College of Food, Ag & Nat Res Sci
Agro-ecological landscapes are complex systems and their management requires understanding interactions of numerous species and processes that influence production of both crops and ecosystem services. The dual nature of weeds in these systems as both detrimental to crop yields and also potentially beneficial for ecosystem services offers a particular example of the challenging issues faced by decision-makers in these systems. Spatially explicit and landscape-scale models that incorporate local community dynamics can offer a strategy to address these issues in an objective, evidence-based manner. Thoughtful decision-making incorporating multiple costs and benefits will be necessary but these challenges require a fundamentally landscape-level perspective as spatial heterogeneity, non-equilibrium dynamics, and the impacts of uncommon events can all play important roles creating multiple layers of complexity. However, few tools are available that consider such spatially explicit dynamics in realistic scenarios. These researchers will explore management strategies for maintaining beneficial non-crop flora in agricultural landscapes, thereby supporting the provision of highly-valued ecosystem services in these landscapes. To do so, they will leverage and integrate current empirical understanding and expert opinion, using this information to drive landscape-scale dynamic models to evaluate the effect of non-crop flora on ecosystem service and crop production. They will use these simulation models to systematically assess impacts of agricultural land-use and management (e.g., use of herbicide-tolerant crops) on non-crop flora and associated ecosystem services at landscape scale. This will shed light, via simulation, on a critical knowledge gap: linkages between local-scale processes and landscape-scale distribution of non-crop flora, ecosystem services, and crop yield. Through simulation, analysis, and consultation with experts, the researchers will determine benefits and costs of management strategies to maintain non-crop flora in agricultural landscapes.

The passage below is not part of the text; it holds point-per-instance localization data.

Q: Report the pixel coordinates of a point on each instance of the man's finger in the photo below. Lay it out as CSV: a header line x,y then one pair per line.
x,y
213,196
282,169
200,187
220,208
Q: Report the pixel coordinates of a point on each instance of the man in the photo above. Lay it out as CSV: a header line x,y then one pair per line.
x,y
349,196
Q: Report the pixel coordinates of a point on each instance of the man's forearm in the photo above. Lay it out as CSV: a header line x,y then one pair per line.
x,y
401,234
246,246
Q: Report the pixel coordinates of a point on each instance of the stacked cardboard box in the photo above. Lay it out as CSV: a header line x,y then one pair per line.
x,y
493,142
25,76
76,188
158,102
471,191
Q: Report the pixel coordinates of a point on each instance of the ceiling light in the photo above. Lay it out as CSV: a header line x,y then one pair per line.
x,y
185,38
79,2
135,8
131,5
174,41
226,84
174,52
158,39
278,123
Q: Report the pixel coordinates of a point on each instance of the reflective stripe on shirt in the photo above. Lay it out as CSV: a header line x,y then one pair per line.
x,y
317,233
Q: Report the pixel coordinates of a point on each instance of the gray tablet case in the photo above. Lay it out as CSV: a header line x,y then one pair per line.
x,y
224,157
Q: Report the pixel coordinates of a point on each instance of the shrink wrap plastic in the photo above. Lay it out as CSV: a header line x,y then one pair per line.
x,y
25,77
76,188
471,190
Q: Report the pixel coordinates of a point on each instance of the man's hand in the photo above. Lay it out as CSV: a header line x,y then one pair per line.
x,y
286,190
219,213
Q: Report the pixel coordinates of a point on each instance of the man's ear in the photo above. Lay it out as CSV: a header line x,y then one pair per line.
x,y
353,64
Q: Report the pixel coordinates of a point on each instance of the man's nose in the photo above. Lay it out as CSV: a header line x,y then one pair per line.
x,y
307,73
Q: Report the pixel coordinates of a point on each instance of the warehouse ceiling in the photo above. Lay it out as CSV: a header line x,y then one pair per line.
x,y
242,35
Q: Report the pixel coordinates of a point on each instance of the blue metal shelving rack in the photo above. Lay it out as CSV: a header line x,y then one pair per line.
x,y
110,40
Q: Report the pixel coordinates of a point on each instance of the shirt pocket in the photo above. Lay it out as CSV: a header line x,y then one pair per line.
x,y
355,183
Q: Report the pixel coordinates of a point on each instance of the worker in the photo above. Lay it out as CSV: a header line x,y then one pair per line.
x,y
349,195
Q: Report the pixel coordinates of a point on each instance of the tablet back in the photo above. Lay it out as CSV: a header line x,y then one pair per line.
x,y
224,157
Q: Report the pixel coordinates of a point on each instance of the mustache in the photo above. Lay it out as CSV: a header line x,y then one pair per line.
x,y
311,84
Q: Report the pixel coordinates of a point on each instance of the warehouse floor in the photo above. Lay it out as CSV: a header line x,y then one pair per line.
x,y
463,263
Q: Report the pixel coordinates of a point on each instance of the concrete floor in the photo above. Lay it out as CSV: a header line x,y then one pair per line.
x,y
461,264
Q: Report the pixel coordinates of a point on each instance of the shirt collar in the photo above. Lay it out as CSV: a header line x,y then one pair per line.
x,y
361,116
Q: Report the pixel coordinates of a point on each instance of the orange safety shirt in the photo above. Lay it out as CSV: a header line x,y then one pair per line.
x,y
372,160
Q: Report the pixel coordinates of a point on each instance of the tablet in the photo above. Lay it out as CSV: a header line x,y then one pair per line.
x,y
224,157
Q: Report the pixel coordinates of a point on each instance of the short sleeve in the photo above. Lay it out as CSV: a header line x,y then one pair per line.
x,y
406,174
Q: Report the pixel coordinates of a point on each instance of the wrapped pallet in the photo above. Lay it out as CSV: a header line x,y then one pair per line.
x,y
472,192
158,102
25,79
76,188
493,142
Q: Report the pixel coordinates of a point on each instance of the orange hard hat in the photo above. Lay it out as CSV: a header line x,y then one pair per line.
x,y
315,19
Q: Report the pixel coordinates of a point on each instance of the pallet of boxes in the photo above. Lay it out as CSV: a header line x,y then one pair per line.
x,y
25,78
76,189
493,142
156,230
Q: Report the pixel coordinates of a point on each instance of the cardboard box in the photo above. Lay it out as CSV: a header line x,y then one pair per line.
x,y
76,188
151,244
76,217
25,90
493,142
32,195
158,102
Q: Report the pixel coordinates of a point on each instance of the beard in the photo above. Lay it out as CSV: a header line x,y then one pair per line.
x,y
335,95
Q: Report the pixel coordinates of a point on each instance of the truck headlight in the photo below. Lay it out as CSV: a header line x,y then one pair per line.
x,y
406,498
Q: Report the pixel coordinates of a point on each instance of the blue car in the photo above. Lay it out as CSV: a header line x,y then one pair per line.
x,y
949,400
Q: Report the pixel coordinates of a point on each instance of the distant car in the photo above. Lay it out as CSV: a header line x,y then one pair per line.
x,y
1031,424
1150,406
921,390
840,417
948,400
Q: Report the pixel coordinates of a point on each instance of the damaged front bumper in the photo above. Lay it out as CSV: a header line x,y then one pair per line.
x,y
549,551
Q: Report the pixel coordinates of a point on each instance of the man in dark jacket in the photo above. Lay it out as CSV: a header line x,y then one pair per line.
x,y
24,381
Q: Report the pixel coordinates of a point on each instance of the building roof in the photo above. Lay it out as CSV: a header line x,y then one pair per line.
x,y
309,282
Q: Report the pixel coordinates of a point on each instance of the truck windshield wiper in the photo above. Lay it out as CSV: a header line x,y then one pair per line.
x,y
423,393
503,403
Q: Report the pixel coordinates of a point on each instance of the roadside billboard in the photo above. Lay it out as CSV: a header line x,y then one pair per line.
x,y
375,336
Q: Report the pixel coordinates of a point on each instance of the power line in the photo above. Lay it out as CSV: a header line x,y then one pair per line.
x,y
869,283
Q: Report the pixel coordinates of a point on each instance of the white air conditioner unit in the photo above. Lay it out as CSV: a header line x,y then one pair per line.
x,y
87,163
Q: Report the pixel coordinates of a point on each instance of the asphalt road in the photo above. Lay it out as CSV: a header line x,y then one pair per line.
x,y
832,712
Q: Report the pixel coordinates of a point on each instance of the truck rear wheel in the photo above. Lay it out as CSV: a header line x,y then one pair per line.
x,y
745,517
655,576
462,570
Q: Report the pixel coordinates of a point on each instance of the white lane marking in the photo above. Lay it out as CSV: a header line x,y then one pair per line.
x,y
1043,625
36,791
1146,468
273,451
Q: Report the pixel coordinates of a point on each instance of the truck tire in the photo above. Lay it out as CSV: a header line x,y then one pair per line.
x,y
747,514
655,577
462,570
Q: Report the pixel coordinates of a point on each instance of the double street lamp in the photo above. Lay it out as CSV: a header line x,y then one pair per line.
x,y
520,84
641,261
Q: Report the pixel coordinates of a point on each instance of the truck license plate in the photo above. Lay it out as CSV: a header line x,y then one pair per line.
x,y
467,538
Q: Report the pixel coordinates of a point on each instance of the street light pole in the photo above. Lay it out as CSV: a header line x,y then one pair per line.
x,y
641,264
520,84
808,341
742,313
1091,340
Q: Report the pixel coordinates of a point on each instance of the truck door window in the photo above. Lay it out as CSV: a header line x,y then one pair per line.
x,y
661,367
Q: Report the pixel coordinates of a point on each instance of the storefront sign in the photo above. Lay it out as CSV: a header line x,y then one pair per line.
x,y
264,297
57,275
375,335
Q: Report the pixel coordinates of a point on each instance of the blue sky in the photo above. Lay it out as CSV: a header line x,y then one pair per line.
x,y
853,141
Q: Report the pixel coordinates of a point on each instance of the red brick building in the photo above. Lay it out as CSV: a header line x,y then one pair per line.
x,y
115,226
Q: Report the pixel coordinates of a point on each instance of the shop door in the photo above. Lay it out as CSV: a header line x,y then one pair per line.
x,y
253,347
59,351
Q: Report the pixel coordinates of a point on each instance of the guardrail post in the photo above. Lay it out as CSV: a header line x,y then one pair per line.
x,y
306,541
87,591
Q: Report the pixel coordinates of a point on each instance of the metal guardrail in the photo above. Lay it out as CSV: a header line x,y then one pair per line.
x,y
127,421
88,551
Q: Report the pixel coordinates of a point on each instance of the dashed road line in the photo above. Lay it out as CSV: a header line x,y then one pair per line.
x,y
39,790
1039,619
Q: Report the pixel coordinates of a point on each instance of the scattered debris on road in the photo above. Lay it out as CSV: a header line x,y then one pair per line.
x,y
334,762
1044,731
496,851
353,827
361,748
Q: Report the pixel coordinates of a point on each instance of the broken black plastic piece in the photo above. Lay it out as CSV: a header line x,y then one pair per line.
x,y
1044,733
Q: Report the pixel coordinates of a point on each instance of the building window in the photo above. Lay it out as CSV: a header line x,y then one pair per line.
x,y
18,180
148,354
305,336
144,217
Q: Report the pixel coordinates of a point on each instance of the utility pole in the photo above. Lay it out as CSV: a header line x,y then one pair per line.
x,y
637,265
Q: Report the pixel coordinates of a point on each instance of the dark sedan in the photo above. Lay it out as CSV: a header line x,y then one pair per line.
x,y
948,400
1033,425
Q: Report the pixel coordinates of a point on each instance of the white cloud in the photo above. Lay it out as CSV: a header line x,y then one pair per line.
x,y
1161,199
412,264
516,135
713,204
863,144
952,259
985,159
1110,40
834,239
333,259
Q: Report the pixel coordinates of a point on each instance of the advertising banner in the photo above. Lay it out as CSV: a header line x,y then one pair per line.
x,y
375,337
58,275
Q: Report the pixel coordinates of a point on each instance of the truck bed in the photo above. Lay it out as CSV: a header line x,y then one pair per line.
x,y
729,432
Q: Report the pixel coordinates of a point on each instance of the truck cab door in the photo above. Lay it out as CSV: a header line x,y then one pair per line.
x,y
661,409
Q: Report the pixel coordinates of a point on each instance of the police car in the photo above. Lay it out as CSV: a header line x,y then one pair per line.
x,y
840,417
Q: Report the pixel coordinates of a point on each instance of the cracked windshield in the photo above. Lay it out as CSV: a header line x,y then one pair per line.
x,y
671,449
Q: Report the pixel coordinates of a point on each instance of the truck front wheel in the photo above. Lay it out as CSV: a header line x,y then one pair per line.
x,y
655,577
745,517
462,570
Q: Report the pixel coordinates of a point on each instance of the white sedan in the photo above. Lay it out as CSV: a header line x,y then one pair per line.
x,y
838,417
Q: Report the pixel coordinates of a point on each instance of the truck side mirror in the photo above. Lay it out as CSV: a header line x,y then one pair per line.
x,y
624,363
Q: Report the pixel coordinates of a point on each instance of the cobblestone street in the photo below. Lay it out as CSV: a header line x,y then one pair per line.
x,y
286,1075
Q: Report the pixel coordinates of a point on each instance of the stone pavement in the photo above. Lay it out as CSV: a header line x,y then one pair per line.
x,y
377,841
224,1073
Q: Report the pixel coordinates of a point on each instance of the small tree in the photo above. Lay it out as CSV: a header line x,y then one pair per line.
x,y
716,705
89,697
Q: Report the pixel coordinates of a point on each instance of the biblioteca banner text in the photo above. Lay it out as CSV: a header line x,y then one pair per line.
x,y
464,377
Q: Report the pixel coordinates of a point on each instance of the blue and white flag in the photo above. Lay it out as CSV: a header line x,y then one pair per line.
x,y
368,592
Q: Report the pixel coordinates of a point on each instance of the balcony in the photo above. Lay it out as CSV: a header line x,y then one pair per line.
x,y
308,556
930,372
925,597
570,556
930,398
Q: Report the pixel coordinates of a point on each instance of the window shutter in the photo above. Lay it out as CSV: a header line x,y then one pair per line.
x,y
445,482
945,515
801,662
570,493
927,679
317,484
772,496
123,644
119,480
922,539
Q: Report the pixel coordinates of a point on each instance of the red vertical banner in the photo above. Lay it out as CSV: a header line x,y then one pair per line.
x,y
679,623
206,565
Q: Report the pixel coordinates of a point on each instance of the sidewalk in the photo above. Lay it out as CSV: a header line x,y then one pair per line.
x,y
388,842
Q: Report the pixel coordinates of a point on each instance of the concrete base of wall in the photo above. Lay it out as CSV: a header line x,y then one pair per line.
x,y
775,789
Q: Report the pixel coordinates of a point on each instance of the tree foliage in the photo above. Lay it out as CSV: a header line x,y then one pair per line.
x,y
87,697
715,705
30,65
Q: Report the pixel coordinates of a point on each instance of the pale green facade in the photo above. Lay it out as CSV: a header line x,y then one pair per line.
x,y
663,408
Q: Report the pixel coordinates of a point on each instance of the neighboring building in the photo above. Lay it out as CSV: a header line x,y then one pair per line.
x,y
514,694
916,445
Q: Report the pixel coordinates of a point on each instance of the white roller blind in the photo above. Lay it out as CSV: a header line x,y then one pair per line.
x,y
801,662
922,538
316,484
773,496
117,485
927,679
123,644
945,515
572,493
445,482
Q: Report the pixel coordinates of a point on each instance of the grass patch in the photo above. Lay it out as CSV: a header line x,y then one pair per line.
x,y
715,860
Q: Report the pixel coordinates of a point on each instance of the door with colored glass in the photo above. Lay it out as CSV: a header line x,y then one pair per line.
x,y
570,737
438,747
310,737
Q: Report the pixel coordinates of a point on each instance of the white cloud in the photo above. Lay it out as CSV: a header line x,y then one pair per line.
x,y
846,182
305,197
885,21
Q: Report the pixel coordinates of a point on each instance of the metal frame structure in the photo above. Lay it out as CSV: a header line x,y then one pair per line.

This group is also exploring the risks posed by emerging infectious diseases (EIDs) to human, livestock, and wildlife populations. Since the majority of EIDs that affect humans originate in wildlife, it is imperative to understand the conditions under which pathogens spread and persist in wildlife populations. However, there has been limited theoretical investigation into how animal behavior interacts with the spatial organization of resources (e.g., clustered, random, uniform, etc.) across a landscape to affect infectious disease dynamics. Importantly, spatial heterogeneity can sometimes lead to non-linear or counterintuitive outcomes depending on the host and pathogen system. There is a clear need to develop a general theoretical framework that could be used to create testable predictions for specific host-pathogen systems. The researchers are using an individual-based model integrated with movement ecology approaches to investigate how individual movement behaviors interact with landscape heterogeneity (in the form of various levels of resource abundance and clustering) to affect pathogen dynamics.